五月に着る着物

五月に着る着物

五月は日差しが強くなり気温も上がりつつある時期です。洋服だとそろそろ半袖にしようか、七分袖にしようか、長袖にしようかと悩む時期でもあります。

洋服と同じ様に着物にも夏用と秋、冬、春用があります。夏用と言われる単衣(ひとえ)や夏着物(薄物とも呼ばれます)、それ以外の時期に着る袷(あわせ)です。

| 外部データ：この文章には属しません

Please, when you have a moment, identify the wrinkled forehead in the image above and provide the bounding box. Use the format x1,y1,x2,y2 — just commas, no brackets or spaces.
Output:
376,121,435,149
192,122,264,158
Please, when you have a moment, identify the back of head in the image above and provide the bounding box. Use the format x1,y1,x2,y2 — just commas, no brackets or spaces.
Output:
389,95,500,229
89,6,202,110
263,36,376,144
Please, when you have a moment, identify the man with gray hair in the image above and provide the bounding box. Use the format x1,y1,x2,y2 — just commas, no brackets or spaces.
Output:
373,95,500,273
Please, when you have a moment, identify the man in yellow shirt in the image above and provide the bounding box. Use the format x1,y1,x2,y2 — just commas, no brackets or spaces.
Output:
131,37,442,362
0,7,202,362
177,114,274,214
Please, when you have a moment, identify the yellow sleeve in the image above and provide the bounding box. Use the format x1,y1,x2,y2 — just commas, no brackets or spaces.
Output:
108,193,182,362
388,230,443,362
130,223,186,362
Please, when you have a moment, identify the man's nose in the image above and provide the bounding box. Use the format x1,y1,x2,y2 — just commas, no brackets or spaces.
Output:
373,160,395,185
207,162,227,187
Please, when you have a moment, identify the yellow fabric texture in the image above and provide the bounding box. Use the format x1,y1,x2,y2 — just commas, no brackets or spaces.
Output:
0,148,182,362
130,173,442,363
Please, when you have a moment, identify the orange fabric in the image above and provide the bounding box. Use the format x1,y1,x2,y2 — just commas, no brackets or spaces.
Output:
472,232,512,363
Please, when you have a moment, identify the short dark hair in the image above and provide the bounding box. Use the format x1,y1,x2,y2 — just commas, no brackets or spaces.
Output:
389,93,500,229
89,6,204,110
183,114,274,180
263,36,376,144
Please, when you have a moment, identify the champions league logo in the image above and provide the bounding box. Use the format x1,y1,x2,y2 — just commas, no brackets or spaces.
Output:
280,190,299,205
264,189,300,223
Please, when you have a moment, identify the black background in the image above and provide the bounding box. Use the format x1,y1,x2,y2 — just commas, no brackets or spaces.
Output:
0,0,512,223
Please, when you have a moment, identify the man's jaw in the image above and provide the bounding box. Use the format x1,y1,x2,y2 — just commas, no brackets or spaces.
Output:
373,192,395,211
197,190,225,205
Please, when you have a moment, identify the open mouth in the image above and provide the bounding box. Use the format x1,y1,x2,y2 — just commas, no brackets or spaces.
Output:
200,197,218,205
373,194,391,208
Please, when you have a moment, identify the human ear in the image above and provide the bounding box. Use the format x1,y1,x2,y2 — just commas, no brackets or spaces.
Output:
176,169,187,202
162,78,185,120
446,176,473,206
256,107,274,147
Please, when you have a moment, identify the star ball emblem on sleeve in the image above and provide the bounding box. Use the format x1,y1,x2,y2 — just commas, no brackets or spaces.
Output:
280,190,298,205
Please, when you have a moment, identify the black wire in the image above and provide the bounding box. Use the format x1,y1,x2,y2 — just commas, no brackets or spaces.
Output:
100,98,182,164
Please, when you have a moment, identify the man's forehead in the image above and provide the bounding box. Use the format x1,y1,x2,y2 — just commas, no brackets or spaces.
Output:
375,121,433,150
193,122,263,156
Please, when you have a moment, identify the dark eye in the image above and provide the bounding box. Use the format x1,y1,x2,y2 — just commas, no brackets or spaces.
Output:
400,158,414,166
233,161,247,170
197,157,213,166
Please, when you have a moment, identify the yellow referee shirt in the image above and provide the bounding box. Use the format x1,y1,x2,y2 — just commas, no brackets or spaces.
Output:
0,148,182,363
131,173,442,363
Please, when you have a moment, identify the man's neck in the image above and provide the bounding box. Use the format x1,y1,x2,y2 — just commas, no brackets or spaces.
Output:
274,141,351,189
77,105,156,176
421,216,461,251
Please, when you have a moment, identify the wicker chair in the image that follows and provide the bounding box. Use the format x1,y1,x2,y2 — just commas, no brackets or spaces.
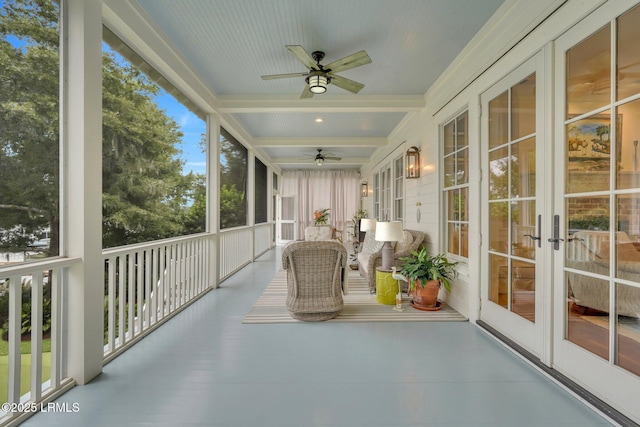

着物のリサイクルショップに行くと、8~9割方袷の着物で、期間的にも夏よりは春秋冬の方が長いので、袷の方が多いです。

袷と単衣、夏着物は何が違うのか、見てみましょう。

袷というのは表地と裏地の二枚の生地を合わせて縫って仕立ててある着物のことです。裏地は八掛(はっかけ)と呼ばれる生地を袖口や裾回しに付けます。よく着物を着ている人を見ると、手首の部分や歩くときに裾がちらっとめくれた時に、違う色の生地が見える部分です。色はこっくりとした深い色や春らしい華やかな色が多いです。柄は、着物は全般にしてですが、春に着るなら桜や藤などの春の草花、秋に着るなら紅葉、撫子などの秋の草花など、季節の草花を少しだけ先駆けたものを着ると「粋」とされています。表地は比較的厚い透けない生地と言われていますが、最近は両方の着物になるように作られている反物が多く、裏地をつけるかどうかで単衣にするか袷にするか、とお店で聞かれることが多いです。

単衣

単衣は日本の季節が変わり目の6月と9月に着る着物です。袷の着物の裏地(八卦)がない仕立てとなっており、袖口や裾は同じ着物の柄や色が見えます。一枚分の生地がないために袷に比べると軽く感じます。柄はやはりその季節に合った草花が描かれているものになり、生地は袷と同じ程度か少し薄めの生地になります。色は比較的明るい色が多いです。

夏着物

夏着物は絽や紗と呼ばれる薄い、透けるような生地に裏地をつけずに仕立てた着物です。一番暑い盛夏と呼ばれる7月から8月に着る着物で、麻や木綿などといった洋服でも夏物の生地に使われる風を通しやすい涼しい生地で作られています。柄は流水や朝顔などの夏の草花や自然が描かれており、色は青や緑などの涼しげな寒色を使ったものが多いです。

五月に単衣を着ること

3つの着物の種類が分かれている理由は、洋服の夏服、冬服と同じで、暑い時にはなるべく涼しく、寒い時には暖かく過ごすためです。

では五月に単衣を着てはいけないのでしょうか。

五月でも暑い日は暑いですよね。2017年5月の最高気温は東京で31℃を記録しています。特にカジュアルな場所には、気温などを考え、暑い日は単衣を着て出かけても問題ないでしょう。逆に、単衣を着るとされている六月や九月に、結婚式などの正式な場所でも、最近は色や柄、着物の格などが問題なければ袷を着て出席する人も増えています。

せっかくの晴れの日ですので、着物に詳しいご親族などの出席者に伺って、問題なければ着ていくことも華やかになり良いと思います。